Methods – The study was IRB approved (human subjects approval). The interventions were tested on one group of residents in the THC track before being applied to the other group in the TR track. Baseline data were captured on both groups of residents. Demographic details among the residents in both tracks were compared. Residents in early graduating classes also completed the assessments so comparisons could be made among residents receiving none, some and all of the PCMH interventions.
Although it is stated that “validated PCMH Clinician Assessments were completed by all Internal Medicine residents,” no evidence for validity is provided. Were they validated by the researchers or adopted from another source? Which PCMH competencies were knowledge, which were attitudes and which were skills? Explanation of the assessment tools is quite vague.
Results – Although the results are clearly presented and the tables and figures add value to data interpretation, it is difficult to assess the contribution of these data without knowing more about, or seeing, the self-assessment that residents completed. While an important contribution, self-assessment as a sole source of information is a low level program evaluation.
Discussion – On page 12 it is noted that “Our study provides evidence that intentional PCMH curricular innovations can improve residents’ self-reported KSA in areas reported as deficient in Kaiser Permanente’s survey.” What the Kaiser Permanente survey assessment applied in this study? Or, is this just a reference to PCMH deficiencies in general?
The limitations of this study are significant. Studying self-reported data as a sole source of assessment does not add value to the understanding of PCMH competency acquisition. As the authors note: “There remains a need to explore the relationship between enhanced residents’ self–reported KSA with milestones guided, competency based evaluations and direct observation tools as required by the ACGME’s Next Accreditation System, as well as with enhanced patient care delivery processes and health outcomes.” At least one other data source should have been included in the present study to lend credibility to the project. Including another source of data would have reduced some sources of bias. It is a good thing that the residents thought they gained in KAS but these data are not sufficient from a program evaluation perspective.
Grammatical revisions: In general, the wording of several sentences is overly complex, which makes for cumbrous reading. The manuscript needs editing for “ease of readability.” Examples:
1. This study provides evidence of changes in residents’ selfreported [self-reported should be hyphenated] KSA of PCMH competencies in support of the teaching health center based curriculum that aligns graduate medical education with the complexities of health care reform and patient care needs.
2. PCMH based didactics enhancements and resident engagement in reflective CQI within ambulatory venues with or pursuing NCQA PCMH certification were focally applied to 2011 THC residents from training initiation in July 2011 and were spread program wide in May 2012.

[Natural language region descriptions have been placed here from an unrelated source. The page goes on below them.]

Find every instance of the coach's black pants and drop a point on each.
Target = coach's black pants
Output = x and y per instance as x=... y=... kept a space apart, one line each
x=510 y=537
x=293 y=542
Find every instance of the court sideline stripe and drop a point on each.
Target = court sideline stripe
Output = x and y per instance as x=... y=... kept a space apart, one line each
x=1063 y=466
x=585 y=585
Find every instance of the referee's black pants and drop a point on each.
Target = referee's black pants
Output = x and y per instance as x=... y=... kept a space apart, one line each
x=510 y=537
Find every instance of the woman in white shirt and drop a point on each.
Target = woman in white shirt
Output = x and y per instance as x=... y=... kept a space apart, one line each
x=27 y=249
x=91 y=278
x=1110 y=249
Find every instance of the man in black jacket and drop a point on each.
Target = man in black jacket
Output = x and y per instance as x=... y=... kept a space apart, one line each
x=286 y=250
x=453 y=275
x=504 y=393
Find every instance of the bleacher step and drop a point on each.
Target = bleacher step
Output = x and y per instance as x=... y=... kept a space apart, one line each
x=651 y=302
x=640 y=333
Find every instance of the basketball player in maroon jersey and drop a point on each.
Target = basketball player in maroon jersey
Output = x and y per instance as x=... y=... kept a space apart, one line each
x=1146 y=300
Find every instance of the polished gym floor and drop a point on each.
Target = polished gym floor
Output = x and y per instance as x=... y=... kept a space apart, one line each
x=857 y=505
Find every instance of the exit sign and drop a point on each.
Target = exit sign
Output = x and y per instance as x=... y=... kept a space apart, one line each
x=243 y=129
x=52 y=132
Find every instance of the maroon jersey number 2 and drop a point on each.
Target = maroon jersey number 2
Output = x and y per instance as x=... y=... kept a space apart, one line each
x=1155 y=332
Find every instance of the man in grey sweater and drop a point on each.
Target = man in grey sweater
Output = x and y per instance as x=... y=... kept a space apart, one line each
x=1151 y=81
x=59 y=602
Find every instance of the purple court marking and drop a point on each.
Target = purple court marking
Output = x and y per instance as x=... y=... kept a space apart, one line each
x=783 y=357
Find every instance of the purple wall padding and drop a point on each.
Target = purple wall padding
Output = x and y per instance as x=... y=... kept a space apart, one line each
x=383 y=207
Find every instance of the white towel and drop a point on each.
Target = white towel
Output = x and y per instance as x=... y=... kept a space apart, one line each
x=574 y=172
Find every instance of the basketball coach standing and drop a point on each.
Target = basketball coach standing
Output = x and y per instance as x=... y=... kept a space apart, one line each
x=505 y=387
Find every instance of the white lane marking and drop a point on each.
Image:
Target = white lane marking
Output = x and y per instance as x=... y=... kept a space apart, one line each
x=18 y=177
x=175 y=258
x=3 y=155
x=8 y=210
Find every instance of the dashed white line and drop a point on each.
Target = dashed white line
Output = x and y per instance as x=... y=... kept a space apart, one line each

3. CQI projects were developed and shared as part of Pennsylvania Academy of Family Practice’s Improving Performance in Practice Residency Program/Community Health Center Collaborative with monthly team calls and quarterly learning sessions.
Sentence example #1 and #2 seem to be two sentences crammed together. Sentence #3 needs to be rearranged, e.g., CQI projects were developed and shared during monthly team calls and quarterly learning sessions as part of Pennsylvania Academy of Family Practice’s Improving Performance in Practice Residency Program/Community Health Center Collaborative. OR, “As part of Pennsylvania Academy of Family Practice’s Improving Performance in Practice Residency Program/Community Health Center Collaborative, CQI projects were developed and shared during monthly team calls and quarterly learning sessions.